Cars, Wheels and the
Meaning of Life
And how’s this for a set of extreme wheels? Snapped at a car
show in Cayman. When Kidner Jeremy was
wandering around the show, getting out of getting in the way at home after all
the doggy poo was safely in the bag, even slightly deaf as he is could tell
that the Jamaican DJ was going at it full tilt. His ears were bleeding. The DJ’s that is.
Rant of the Month –
hospitals and prisons

Queensland must be the only State in Australia to have an
Elvis impersonator as the AG and a Kim Jong-un impersonator as Premier. Certainly, more people may be singing “Jail
House Rock”. Here are the Blues
Brothers with their version. http://youtu.be/qcqtAPge_bI
. While you look at the video, think
about the graph of prison populations.
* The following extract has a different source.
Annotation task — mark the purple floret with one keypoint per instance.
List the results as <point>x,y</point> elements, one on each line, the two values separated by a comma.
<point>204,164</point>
I
also read that Kenyan prisons have an occupancy level of 343.7% according to
the BBC.
Queensland may be up there if our Dear
Premier gets his way.
Captions are invited.
Current Events
2014 marks the Centenary of World War 1. The BBC has a
forthcoming series “The Pity of War”. Niall Ferguson has made a few
controversial points in his book of the same name, including a suggestion that
Britain should not have entered the war so the series will be worth
watching. There are some surprising
statistics revealed in the series, for example – 9 out of 10 soldiers in the
British army who went into the trenches survived.